Congress Must Strengthen, not Weaken, the Economy: Avoid the Fiscal Cliff
by Edith Rasell, Minister for Economic Justice
The United States is at a critical turning point. Can we create an economic system that benefits all of us, or will we continue toward economic stagnation with huge wealth for the few and misery for the many? Decisions that Congress will soon make about the federal budget and the so-called fiscal cliff will take us further down one of these paths. It doesn’t look good.
Building an economic system that benefits all of us requires two key strategies: creating jobs to strengthen the economy, and leveling the playing field so everyone benefits from our nation’s growth.

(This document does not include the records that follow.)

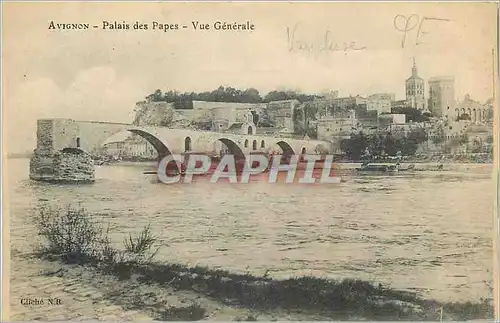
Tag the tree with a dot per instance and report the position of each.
(355, 147)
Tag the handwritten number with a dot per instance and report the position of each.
(404, 24)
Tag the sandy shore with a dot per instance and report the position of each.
(86, 294)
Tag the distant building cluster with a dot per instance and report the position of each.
(328, 117)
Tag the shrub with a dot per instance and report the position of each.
(69, 233)
(140, 247)
(76, 238)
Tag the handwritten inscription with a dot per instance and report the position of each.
(296, 44)
(406, 24)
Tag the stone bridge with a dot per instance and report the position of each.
(56, 158)
(175, 141)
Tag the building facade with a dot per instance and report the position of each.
(380, 102)
(442, 96)
(342, 124)
(470, 110)
(415, 92)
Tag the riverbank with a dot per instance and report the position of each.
(175, 292)
(96, 281)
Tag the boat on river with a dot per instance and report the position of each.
(379, 167)
(172, 168)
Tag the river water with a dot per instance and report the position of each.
(429, 232)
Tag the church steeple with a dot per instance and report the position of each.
(414, 69)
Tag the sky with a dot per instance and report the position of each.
(98, 74)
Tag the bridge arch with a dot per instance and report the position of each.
(233, 147)
(160, 147)
(287, 149)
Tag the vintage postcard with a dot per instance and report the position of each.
(249, 161)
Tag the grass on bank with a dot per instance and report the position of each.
(71, 236)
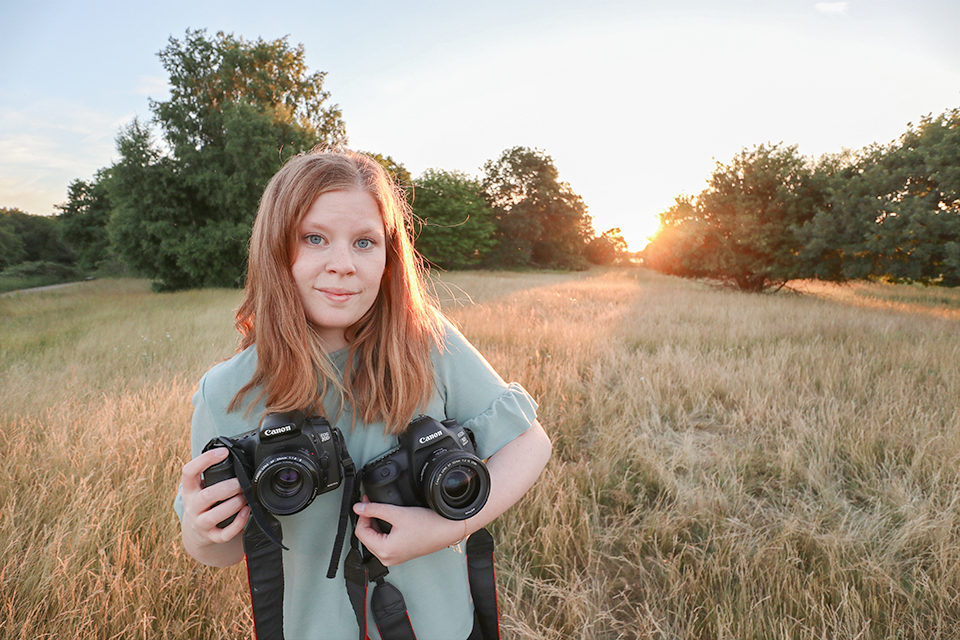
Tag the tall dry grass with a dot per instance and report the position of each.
(726, 466)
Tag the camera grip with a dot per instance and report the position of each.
(218, 472)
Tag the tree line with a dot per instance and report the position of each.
(886, 212)
(178, 205)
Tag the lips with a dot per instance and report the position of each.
(337, 295)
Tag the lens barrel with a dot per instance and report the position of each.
(286, 483)
(455, 484)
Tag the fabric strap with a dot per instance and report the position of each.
(265, 574)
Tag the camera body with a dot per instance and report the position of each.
(434, 465)
(292, 459)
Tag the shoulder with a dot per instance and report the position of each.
(453, 344)
(222, 382)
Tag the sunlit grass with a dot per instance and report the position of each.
(726, 466)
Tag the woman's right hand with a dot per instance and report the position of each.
(202, 538)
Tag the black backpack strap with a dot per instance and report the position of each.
(265, 522)
(350, 495)
(265, 574)
(483, 583)
(387, 604)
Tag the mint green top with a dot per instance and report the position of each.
(434, 587)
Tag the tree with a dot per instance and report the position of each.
(183, 207)
(395, 169)
(456, 223)
(607, 248)
(742, 229)
(540, 221)
(892, 211)
(83, 220)
(30, 238)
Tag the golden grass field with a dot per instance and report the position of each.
(726, 466)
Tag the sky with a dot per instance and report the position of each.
(635, 101)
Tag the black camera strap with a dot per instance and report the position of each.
(265, 575)
(263, 546)
(246, 486)
(387, 604)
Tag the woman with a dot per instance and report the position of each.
(336, 322)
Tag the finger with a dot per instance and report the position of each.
(232, 507)
(220, 491)
(190, 478)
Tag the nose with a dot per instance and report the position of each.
(340, 260)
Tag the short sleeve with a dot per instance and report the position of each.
(477, 397)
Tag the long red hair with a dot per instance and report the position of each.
(389, 372)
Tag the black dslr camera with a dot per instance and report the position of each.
(436, 466)
(291, 459)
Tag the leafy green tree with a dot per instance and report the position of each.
(83, 220)
(607, 248)
(11, 244)
(457, 226)
(237, 110)
(742, 229)
(32, 238)
(919, 238)
(397, 171)
(540, 221)
(892, 211)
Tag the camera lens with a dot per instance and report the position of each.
(456, 484)
(460, 486)
(286, 483)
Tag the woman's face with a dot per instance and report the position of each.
(339, 262)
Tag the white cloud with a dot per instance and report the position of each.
(831, 7)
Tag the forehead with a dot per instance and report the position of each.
(345, 209)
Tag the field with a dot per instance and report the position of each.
(726, 466)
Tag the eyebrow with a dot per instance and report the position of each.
(366, 230)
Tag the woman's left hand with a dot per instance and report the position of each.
(416, 531)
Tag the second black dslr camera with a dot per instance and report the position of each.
(435, 465)
(290, 458)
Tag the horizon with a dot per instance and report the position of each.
(635, 102)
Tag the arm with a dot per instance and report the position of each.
(202, 539)
(418, 531)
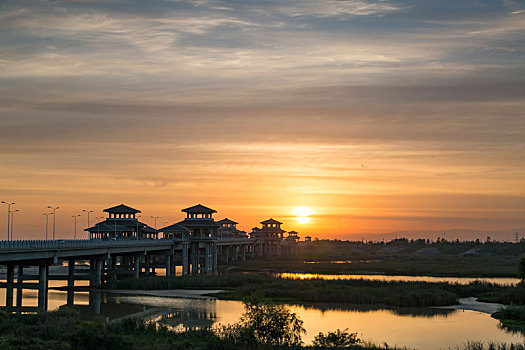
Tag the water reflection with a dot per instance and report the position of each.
(421, 328)
(400, 311)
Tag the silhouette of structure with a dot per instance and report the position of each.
(123, 246)
(121, 223)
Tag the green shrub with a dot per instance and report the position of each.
(336, 339)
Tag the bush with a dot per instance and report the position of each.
(264, 323)
(521, 269)
(336, 339)
(515, 313)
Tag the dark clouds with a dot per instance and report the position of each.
(293, 96)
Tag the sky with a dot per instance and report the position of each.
(380, 116)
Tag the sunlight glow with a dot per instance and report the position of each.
(303, 214)
(303, 211)
(303, 219)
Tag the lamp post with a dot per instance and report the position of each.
(75, 218)
(54, 218)
(155, 217)
(12, 221)
(88, 212)
(8, 215)
(47, 216)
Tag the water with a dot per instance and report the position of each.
(420, 328)
(460, 280)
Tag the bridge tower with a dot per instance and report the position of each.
(271, 235)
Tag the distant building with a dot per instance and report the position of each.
(270, 237)
(121, 223)
(199, 223)
(292, 237)
(228, 229)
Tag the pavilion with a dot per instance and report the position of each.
(228, 229)
(121, 223)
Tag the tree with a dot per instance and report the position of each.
(337, 339)
(265, 323)
(521, 269)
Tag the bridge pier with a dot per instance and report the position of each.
(136, 268)
(227, 253)
(70, 281)
(43, 279)
(146, 264)
(10, 285)
(19, 285)
(98, 272)
(168, 265)
(185, 262)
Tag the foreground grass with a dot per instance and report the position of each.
(361, 292)
(63, 330)
(511, 316)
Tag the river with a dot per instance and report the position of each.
(418, 328)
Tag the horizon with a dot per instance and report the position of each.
(378, 116)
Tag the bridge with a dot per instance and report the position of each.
(122, 247)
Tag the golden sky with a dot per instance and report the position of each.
(380, 116)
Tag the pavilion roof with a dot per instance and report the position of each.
(189, 223)
(175, 228)
(122, 209)
(121, 225)
(199, 209)
(227, 221)
(271, 221)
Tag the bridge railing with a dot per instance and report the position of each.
(79, 243)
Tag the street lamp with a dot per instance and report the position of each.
(75, 218)
(54, 218)
(87, 211)
(47, 216)
(12, 221)
(8, 215)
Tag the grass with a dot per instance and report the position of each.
(398, 257)
(511, 316)
(360, 292)
(63, 330)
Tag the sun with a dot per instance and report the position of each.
(303, 214)
(303, 219)
(303, 211)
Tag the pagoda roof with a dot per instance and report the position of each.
(122, 209)
(121, 224)
(149, 229)
(227, 221)
(189, 223)
(175, 228)
(271, 221)
(199, 209)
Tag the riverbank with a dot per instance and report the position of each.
(171, 293)
(407, 265)
(358, 292)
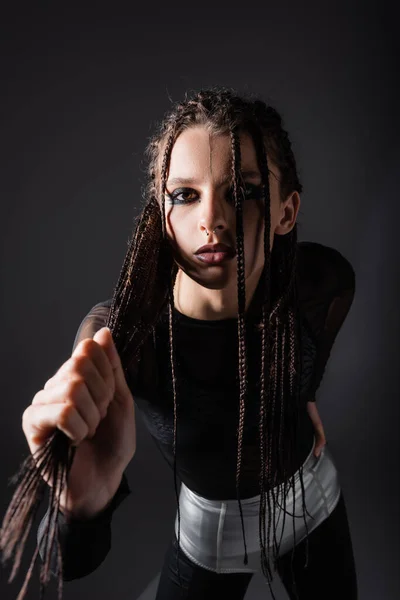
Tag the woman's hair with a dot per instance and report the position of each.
(145, 288)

Consider the first strategy, creating jobs. Unemployment is our nation’s primary problem, a catastrophe affecting millions of households. Unemployment and the weak economy plus recovery efforts are responsible for nearly two-thirds of the federal government deficit. (One-third is due to the Bush tax cuts that primarily benefited the wealthy and the wars in Afghanistan and Iraq. Without these factors the deficit would shrink by a whopping 98%.) Creating jobs to strengthen the economy is the best way not only to build a fairer economy but also to reduce the deficit. Businesses are not hiring and will not so long as the economy is weak and the economic future uncertain. After government spending puts people back to work, back to paying taxes, and back to buying, then companies will want to produce more and need to hire more workers. At that time, the government can cut back its spending. Now, government spending for job creation is sorely needed. This means that, for the next year or two, the country needs a large deficit to strengthen the economy.
But Congress is not planning to create jobs. In fact, the nonpartisan Congressional Budget Office predicts that if Congress goes forward with plans to cut the deficit by over $500 billion, as currently planned, the result will be massive job loss and another recession. This is the so-called “fiscal cliff.”

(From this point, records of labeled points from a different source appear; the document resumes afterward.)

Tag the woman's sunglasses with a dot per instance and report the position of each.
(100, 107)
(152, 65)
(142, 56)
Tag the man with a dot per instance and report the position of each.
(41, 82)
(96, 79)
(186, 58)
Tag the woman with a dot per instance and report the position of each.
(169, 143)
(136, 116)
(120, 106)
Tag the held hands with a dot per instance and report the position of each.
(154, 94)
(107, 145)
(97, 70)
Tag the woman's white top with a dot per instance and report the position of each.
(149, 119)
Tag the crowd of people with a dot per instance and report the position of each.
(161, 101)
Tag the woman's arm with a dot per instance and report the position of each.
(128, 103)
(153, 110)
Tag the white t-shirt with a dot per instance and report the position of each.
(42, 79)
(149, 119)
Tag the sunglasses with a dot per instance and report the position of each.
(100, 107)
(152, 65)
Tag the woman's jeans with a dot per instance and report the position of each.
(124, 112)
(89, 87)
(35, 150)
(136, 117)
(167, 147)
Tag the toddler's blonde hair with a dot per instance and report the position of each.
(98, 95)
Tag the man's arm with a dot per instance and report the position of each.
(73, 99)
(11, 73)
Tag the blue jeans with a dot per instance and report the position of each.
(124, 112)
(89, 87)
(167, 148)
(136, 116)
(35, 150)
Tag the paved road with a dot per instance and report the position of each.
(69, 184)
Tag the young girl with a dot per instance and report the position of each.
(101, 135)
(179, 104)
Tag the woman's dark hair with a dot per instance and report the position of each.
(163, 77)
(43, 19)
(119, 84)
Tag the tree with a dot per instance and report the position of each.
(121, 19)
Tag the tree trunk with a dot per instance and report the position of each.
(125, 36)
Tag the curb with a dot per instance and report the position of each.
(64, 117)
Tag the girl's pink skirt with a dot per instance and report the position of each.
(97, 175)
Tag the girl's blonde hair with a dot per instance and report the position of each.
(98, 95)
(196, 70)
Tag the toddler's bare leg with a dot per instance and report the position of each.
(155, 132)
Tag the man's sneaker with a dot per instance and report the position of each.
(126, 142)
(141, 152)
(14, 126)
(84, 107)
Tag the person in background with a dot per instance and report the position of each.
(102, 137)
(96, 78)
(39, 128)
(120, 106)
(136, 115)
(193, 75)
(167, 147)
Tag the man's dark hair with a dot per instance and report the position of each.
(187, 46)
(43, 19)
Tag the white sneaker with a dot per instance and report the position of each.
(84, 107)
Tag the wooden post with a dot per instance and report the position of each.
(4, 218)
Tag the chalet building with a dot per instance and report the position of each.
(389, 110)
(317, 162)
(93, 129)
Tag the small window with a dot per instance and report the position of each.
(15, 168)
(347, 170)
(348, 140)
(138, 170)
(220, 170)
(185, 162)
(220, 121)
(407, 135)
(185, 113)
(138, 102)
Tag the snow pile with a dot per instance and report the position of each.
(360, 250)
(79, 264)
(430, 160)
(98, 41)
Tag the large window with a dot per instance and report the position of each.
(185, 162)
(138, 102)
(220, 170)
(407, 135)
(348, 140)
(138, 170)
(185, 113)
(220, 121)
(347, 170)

According to the CBO, to avoid a recession Congress must scale back some spending cuts and continue some tax breaks that are currently scheduled to end in December, 2012. In other words, we need to shrink the deficit by much less than planned. So we should not raise everyone’s taxes in January; some tax breaks can continue. Whose? We also should not cut spending as much as planned; some spending should continue. On what?
But while it is good news that Congress is thinking about changing the budget and prevent a recession, the details are all bad news. Many policymakers want to continue tax cuts for everyone, including the wealthy and also protect military spending while slashing social programs and core government functions like education, environmental protection, research, and health care.
This brings us to our second key strategy: the need to level the economic playing field. The proposed changes to the 2013 budget would do just the opposite. They would continue the skewed practices of the past that favored the wealthy and would widen the gap between the very rich and everyone else.
Instead, Congress must preserve tax cuts that help lower- and middle-income households, not wealthy ones. Spending cuts should target the military whose funding rose by nearly 50% over the past decade, not counting the billions in supplemental funds for wars in the Middle East. Current plans cut military spending to 2007 levels; these plans should not change. But cuts to social programs and core government functions, areas that have already been repeatedly reduced, should be halted.
We can have an economy that works for all of us if Congress seeks to make it so.